Tangled up in Gore A Review of My Heart is a Chainsaw

 



So, it's been 24 hours since I finished reading My Heart is a Chainsaw and I still don't know what to say. I'm still processing it. I'll say some piddly things to see if my mind starts to work.

A) If Jade was a real teenage girl and not fictional, she should grow up to be a writer. Her essays are a hoot.
B) Stephen Graham Jones grew up to be a writer so he could write for Jade. The world has a way of working things out.
C) You do not want to be an elk in a Jones novel. I think an elk must have frightened him as a child and he's never forgiven it. We've got another pile of elk in this book, but in a completely different piled up way.

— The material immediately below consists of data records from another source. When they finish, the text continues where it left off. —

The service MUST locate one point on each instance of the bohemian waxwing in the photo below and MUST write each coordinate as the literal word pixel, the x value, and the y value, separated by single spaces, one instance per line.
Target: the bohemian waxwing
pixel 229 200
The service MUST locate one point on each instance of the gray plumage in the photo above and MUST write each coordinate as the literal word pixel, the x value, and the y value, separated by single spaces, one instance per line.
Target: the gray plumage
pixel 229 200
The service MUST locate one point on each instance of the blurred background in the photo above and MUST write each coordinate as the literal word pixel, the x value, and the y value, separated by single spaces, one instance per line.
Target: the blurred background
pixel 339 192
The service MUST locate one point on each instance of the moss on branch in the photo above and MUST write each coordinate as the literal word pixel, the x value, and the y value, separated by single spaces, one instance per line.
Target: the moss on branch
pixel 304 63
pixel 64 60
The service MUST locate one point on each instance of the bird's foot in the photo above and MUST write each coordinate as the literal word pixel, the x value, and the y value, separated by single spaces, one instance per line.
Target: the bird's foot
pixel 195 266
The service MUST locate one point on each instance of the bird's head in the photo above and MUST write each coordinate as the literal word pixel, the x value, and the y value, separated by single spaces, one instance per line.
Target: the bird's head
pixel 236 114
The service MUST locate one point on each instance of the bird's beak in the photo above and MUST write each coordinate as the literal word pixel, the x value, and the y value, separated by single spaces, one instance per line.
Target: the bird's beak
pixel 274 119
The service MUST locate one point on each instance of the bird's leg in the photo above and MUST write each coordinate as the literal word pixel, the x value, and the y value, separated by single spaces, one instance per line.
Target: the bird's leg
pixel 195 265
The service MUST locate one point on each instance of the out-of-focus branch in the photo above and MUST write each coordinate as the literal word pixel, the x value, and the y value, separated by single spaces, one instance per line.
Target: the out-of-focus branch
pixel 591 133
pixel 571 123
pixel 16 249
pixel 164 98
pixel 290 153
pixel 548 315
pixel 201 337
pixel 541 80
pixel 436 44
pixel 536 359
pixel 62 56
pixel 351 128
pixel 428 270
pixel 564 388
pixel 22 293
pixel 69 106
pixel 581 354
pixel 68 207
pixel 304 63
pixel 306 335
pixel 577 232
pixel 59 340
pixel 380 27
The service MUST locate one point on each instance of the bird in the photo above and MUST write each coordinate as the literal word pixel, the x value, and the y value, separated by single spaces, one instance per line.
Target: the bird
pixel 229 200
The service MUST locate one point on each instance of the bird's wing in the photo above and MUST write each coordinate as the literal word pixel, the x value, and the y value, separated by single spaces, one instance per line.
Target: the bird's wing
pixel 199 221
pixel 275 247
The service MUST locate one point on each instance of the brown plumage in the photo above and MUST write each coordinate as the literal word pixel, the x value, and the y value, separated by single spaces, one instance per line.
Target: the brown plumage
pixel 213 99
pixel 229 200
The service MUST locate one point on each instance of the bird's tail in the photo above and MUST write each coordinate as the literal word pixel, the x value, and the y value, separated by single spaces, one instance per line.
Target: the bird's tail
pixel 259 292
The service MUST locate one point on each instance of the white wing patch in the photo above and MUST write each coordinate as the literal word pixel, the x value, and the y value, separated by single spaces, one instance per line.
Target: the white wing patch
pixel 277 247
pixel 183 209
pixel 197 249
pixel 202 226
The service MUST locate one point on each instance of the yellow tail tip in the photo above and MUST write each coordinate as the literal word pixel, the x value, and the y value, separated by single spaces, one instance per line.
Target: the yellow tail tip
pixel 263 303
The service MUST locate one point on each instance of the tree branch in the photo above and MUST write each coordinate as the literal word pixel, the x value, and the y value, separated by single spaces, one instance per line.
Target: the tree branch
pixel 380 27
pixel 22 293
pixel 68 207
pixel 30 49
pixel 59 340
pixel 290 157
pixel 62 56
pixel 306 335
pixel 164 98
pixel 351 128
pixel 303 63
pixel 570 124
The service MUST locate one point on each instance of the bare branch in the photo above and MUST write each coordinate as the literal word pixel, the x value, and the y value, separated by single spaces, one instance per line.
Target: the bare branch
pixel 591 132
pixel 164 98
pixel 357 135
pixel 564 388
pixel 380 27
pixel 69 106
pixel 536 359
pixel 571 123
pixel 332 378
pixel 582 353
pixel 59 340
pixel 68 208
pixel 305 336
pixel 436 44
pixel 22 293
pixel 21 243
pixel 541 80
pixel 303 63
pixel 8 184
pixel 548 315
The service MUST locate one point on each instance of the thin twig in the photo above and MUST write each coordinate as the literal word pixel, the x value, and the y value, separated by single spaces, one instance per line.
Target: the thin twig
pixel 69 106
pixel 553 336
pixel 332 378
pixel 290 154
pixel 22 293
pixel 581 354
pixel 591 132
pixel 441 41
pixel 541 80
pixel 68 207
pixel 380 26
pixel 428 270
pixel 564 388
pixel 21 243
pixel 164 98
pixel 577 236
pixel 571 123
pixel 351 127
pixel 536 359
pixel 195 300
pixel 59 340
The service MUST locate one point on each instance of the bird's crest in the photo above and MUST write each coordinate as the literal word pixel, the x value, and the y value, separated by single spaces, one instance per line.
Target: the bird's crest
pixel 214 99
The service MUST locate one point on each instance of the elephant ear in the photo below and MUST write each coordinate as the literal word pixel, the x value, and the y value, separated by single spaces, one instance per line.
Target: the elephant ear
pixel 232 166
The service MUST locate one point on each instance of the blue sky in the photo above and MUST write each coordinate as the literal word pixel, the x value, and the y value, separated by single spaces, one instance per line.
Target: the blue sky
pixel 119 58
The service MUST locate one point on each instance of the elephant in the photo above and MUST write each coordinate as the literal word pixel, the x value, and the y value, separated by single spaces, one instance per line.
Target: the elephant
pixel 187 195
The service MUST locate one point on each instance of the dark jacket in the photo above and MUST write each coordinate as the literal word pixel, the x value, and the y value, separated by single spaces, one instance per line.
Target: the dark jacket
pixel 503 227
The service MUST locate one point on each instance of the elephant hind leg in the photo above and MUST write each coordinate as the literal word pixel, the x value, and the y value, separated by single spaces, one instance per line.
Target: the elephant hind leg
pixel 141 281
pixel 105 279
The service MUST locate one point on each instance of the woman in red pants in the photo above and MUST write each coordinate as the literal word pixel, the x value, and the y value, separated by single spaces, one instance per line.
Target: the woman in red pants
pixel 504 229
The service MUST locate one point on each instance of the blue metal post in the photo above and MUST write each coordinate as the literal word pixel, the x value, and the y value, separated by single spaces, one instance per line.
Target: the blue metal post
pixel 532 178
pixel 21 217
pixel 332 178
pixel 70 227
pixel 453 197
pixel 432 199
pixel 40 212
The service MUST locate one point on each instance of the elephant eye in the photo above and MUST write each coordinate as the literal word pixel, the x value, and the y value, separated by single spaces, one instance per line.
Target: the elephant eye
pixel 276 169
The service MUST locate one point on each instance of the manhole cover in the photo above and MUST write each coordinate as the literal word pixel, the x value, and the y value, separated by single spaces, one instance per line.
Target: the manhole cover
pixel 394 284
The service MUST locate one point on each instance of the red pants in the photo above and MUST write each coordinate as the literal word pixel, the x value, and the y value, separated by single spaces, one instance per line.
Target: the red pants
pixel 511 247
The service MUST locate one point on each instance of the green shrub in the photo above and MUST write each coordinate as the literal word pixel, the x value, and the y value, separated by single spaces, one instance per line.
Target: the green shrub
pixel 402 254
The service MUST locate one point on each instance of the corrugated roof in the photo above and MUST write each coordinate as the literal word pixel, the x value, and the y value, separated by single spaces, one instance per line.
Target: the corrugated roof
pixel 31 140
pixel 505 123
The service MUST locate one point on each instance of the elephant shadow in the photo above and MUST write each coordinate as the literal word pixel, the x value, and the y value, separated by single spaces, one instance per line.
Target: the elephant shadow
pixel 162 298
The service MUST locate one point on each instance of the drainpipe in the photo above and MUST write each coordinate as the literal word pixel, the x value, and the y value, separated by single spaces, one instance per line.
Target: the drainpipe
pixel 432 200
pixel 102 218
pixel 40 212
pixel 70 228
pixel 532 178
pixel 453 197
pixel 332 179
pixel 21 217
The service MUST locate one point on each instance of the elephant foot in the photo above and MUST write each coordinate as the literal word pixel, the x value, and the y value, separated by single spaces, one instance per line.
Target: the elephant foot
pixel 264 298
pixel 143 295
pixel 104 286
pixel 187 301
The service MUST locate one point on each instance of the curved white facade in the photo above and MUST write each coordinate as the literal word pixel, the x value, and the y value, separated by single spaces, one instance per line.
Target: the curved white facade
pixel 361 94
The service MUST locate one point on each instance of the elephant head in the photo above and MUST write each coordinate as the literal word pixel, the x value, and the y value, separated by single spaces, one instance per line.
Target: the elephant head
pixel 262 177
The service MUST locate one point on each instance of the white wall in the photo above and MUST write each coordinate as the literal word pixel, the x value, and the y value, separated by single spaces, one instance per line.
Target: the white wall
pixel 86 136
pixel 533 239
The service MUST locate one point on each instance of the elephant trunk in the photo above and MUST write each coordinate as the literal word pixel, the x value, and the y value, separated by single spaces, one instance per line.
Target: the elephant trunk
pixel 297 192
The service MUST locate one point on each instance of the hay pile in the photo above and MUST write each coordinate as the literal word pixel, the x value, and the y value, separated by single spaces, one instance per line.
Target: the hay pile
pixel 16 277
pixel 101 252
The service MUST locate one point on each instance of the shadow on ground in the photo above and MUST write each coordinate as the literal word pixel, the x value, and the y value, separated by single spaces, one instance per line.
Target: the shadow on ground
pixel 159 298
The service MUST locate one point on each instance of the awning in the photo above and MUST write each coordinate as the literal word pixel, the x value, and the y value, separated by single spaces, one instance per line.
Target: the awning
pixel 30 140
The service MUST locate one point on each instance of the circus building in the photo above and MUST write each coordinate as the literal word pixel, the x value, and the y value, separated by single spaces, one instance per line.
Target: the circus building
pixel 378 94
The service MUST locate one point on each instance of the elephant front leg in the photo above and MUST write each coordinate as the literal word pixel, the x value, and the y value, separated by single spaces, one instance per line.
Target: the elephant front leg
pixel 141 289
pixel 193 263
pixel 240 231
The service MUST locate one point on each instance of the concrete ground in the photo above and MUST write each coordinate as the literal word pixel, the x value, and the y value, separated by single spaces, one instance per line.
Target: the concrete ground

Now that I've warmed up, here's the review.  To me, the best horror is psychological horror where we don't know if the bizarre happenings are happening or if the protagonist's mental state is questionable.  We know Jade had a terrible childhood, is still with the father who caused the terrible childhood, is disliked and ignored at school (after being out of class for six weeks, the other students didn't notice she was back,) and doesn't see a way out. She immerses herself in slasher films and slasher lore as an outlet.  But, she is incredibly intelligent which only her history teacher and the town's sheriff seem to notice.
Some reviewers have said they're confused. I think we're meant to question what's going on, to see what we want to see. Is there a supernatural killer, a killer at all, or has Jade slipped into her own fantastical slasher world? And the ending ending, the one that follows the gory grand finale, is not something we saw coming at all. Yet, the unusual ending makes perfect sense because it tells us what Jade wanted all along. 

The main thing I like about the two books I've read by Stephen Graham Jones is that they're literary novels that happen to be horror. They're not like the pulpy horror books where you kind of know what will happen before it happens. There's a lot to ponder in this novel. I'll probably be thinking about it for a long time.